Claramente, estos no son tiempos para invocar austeridad, para cautelar los ortodoxos equilibrios, sino más bien para asumir controladamente riesgos que permitan enfrentar los efectos sociales y sanitarios de la pandemia, ampliando derechos y no solo el acceso al endeudamiento.
América Latina, no parece adquirir todavía la misma deriva. El eco de los discursos de reforma no parecen tener cabida en gobiernos que, salvo excepciones, están más bien desbordados por actual coyuntura sanitaria y es poco frecuente escuchar voces que sean capaces de avizorar el nuevo modelo socioeconómico que nos permita asumir el desafío de un complejo futuro.
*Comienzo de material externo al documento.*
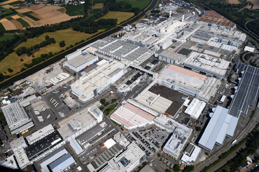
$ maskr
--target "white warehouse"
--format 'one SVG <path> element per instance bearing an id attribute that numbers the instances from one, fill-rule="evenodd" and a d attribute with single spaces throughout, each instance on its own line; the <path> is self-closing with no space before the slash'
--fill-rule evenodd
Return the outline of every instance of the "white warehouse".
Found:
<path id="1" fill-rule="evenodd" d="M 65 62 L 70 69 L 78 72 L 98 60 L 98 57 L 91 54 L 83 52 Z"/>
<path id="2" fill-rule="evenodd" d="M 99 64 L 99 63 L 100 63 Z M 72 93 L 83 102 L 97 96 L 123 74 L 124 65 L 116 60 L 103 60 L 95 68 L 87 73 L 71 84 Z"/>

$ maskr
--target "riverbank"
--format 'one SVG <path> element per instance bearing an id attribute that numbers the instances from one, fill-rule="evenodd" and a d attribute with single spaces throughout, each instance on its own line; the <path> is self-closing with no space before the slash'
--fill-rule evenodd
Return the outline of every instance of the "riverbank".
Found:
<path id="1" fill-rule="evenodd" d="M 155 6 L 157 1 L 159 1 L 160 0 L 153 0 L 148 7 L 142 12 L 140 13 L 139 15 L 121 24 L 120 25 L 122 26 L 126 26 L 128 24 L 130 24 L 135 22 L 139 19 L 141 18 L 143 16 L 145 17 L 146 15 L 145 13 Z M 98 40 L 102 39 L 106 36 L 109 36 L 113 33 L 120 30 L 121 28 L 121 27 L 119 26 L 117 26 L 95 37 L 91 38 L 84 42 L 78 44 L 76 46 L 65 51 L 62 53 L 53 56 L 48 59 L 47 60 L 39 63 L 31 68 L 27 69 L 26 70 L 20 72 L 17 75 L 12 76 L 10 78 L 5 80 L 0 83 L 0 88 L 3 88 L 9 85 L 10 83 L 13 83 L 17 81 L 25 78 L 50 65 L 60 60 L 66 56 L 75 51 L 77 49 L 82 48 Z"/>

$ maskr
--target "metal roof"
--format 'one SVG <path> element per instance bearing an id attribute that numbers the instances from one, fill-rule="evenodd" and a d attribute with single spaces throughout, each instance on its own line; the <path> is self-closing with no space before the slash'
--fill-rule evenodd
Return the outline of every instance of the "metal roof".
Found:
<path id="1" fill-rule="evenodd" d="M 259 68 L 248 66 L 242 76 L 229 108 L 228 113 L 236 117 L 247 114 L 259 94 Z"/>
<path id="2" fill-rule="evenodd" d="M 53 172 L 60 172 L 64 171 L 76 161 L 70 153 L 64 156 L 49 165 Z"/>

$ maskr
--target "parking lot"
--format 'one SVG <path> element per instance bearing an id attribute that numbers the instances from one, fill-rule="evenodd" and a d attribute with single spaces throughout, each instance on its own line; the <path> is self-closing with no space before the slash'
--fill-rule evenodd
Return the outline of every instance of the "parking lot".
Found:
<path id="1" fill-rule="evenodd" d="M 169 136 L 168 132 L 155 126 L 132 131 L 126 135 L 145 152 L 148 159 L 151 159 L 160 152 L 161 146 Z"/>

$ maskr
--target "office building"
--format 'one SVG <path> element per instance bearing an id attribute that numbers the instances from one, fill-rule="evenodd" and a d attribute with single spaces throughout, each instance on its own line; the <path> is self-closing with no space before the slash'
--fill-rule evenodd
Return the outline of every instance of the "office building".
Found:
<path id="1" fill-rule="evenodd" d="M 118 144 L 116 143 L 90 161 L 87 165 L 87 168 L 91 172 L 98 171 L 107 164 L 110 160 L 122 152 L 123 150 Z"/>
<path id="2" fill-rule="evenodd" d="M 38 161 L 61 147 L 65 143 L 58 132 L 56 130 L 29 145 L 25 149 L 29 160 L 34 162 Z"/>
<path id="3" fill-rule="evenodd" d="M 26 137 L 26 140 L 29 145 L 31 145 L 54 132 L 54 127 L 49 124 L 38 131 L 30 134 Z"/>
<path id="4" fill-rule="evenodd" d="M 146 159 L 146 154 L 134 142 L 117 157 L 114 157 L 100 172 L 130 172 Z"/>
<path id="5" fill-rule="evenodd" d="M 171 65 L 162 69 L 157 82 L 207 102 L 214 96 L 220 81 Z"/>
<path id="6" fill-rule="evenodd" d="M 166 143 L 163 150 L 177 159 L 189 138 L 192 129 L 161 114 L 154 120 L 154 123 L 159 127 L 172 133 L 172 136 Z"/>
<path id="7" fill-rule="evenodd" d="M 184 111 L 184 113 L 191 117 L 197 119 L 202 113 L 206 106 L 206 103 L 194 98 Z"/>
<path id="8" fill-rule="evenodd" d="M 207 54 L 193 52 L 185 60 L 185 67 L 206 75 L 220 78 L 225 74 L 229 62 Z"/>
<path id="9" fill-rule="evenodd" d="M 98 123 L 103 120 L 103 113 L 95 105 L 93 105 L 88 108 L 89 112 L 91 113 L 97 119 Z"/>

Ello es un asunto especialmente sensible desde Chile en donde, apagadas las voces en favor de cambios, el debate político se desploma sobre lo inmediatamente contingente perdiendo la cualidad de abordar las discusiones de fondo como aquello que la ciudadanía demandó hace tan solo unos meses.
Es indispensable hoy en día, visualizar nuestras grandes debilidades estructurales relacionadas, por ejemplo, con la construcción a mediano y largo plazo de un verdadero sistema de seguridad social, no solo por la inminente necesidad generar condiciones de mayor cohesión y disminución de las brechas de desigualdad, sino también porque a través de él la redistribución del ingreso puede operar de un modo eficaz permitiendo, de igual manera, un efectivo resguardo ante futuros períodos de contracción económica.
La configuración de un nuevo equilibrio agroalimentario a nivel nacional, conforma otra de esas grandes tareas. Con 157.417 Kms.2 de superficie cultivable, según datos del Banco Mundial,[4] un área claramente menor respecto de la superficie total de su territorio, la agricultura chilena afronta la tarea de satisfacer la demanda externa de cultivos especializados, como la de dar respuesta a los diversidad de requerimientos internos. Lo anterior, en el marco de una dramática crisis hídrica, no solo generada por el fenómeno del Cambio Climático, sino también por las inequidades existentes en el acceso al agua entre grandes y pequeños productores.
Abordar este complejo escenario, significa generar las obras que permitan intervenir las cuencas hidrográficas para generar condiciones propicias para un adecuado almacenamiento y distribución del recurso, así como para dar plena garantía de su acceso en atención al carácter de “bien nacional de uso público"[5] definido por la ley. Este debiera ser el principio que permita regular los intereses existentes en torno a su aprovechamiento.
La dramática experiencia vivida por el país desde el mes de marzo, ha abierto un importante horizonte de investigación que trasciende al ámbito de la salud y alcanza a las condiciones estructurales en las que se propagó la pandemia en Chile. Sus efectos, espacialmente diferenciados, inequívocamente dicen relación con la desigualdad expresada en precariedad laboral, hacinamiento habitacional y desprotección. Todos estos asuntos requieren una intervención integral que vincule el aporte del amplio espectro de las ciencias sociales al diseño e implementación de nuevas estrategias estatales que aborden las urgencias de este reverso expuesto de Chile.